Défaut de civilisation


Peintre : Wendelin, Medicine Crow

Ce que vous appelez civilisation
Victor Hugo (1802-1885)
 
Ce que vous appelez dans votre obscur jargon :
Civilisation – du Gange à l’Orégon,
Des Andes au Thibet, du Nil aux Cordillères,
Comment l’entendez-vous, ô noires fourmilières?
De toute votre terre interrogez l’écho.
Voyez Lima, Cuba, Sydney, San-Francisco,
Melbourne.
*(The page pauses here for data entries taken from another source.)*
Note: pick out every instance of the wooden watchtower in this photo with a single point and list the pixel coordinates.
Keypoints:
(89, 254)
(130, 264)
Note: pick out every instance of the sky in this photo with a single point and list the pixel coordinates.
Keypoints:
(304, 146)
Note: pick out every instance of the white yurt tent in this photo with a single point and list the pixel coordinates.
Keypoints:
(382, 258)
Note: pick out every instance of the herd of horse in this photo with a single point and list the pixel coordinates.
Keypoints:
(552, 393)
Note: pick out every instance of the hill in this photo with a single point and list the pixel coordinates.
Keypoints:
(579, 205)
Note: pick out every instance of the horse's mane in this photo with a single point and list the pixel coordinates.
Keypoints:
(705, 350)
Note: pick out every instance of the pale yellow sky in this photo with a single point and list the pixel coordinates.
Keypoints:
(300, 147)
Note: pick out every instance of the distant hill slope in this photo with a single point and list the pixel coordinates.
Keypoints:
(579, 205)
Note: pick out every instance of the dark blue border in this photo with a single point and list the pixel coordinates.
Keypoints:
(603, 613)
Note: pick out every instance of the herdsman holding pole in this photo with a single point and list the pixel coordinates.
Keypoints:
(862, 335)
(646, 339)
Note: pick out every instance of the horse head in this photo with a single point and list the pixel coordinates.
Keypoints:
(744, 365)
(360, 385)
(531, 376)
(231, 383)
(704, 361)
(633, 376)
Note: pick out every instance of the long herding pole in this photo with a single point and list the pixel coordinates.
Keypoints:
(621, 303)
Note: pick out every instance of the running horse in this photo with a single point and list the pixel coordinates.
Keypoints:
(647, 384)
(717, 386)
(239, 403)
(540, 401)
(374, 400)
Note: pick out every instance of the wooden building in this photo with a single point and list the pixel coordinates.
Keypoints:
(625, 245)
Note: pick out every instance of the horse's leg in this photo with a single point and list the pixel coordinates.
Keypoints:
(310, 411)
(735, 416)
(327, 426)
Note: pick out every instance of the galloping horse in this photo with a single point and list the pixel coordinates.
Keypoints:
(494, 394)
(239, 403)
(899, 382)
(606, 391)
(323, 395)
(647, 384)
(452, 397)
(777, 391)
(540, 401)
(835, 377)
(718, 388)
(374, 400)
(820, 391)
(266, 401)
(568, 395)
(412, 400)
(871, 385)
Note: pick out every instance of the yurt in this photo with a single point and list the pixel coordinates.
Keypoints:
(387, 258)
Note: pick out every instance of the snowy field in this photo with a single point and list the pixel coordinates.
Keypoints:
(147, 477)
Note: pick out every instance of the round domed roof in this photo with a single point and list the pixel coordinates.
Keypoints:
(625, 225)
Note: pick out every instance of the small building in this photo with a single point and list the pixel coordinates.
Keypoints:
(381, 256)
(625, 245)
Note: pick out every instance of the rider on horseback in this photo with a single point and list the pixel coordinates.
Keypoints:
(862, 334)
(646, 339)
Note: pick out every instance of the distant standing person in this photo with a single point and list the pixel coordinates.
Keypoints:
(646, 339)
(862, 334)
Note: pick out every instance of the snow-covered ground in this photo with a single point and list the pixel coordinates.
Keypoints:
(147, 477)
Vous croyez civiliser un monde
Lorsque vous l’enfiévrez de quelque fièvre immonde,
Quand vous troublez ses lacs, miroirs d’un dieu secret,
Quand vous violez sa vierge, la forêt;
Quand vous chassez du bois, de l’antre, du rivage
Votre frère naïf et sombre, le sauvage,
Cet enfant du soleil peint de mille couleurs,
Espèce d’insensé des branches et des fleurs,
Et quand, jetant dehors cet Adam inutile,
Vous peuplez le désert d’un homme plus reptile,
Vautré dans la matière et la cupidité,
Dur, cynique, étalant une autre nudité,
Idolâtre du dieu dollar, fou qui palpite,
Non plus pour un soleil, mais pour une pépite,
Qui se dit libre, et montre au monde épouvanté
L’esclavage étonné servant la liberté!
Oui, vous dites : – Voyez, nous remplaçons ces brutes;
Nos monceaux de palais chassent leurs tas de huttes;
Dans la pleine lumière humaine nous voguons;
Voyez nos docks, nos ports, nos steamers, nos wagons,
Nos théâtres, nos parcs, nos hôtels, nos carrosses! –
Et vous vous contentez d’être autrement féroces.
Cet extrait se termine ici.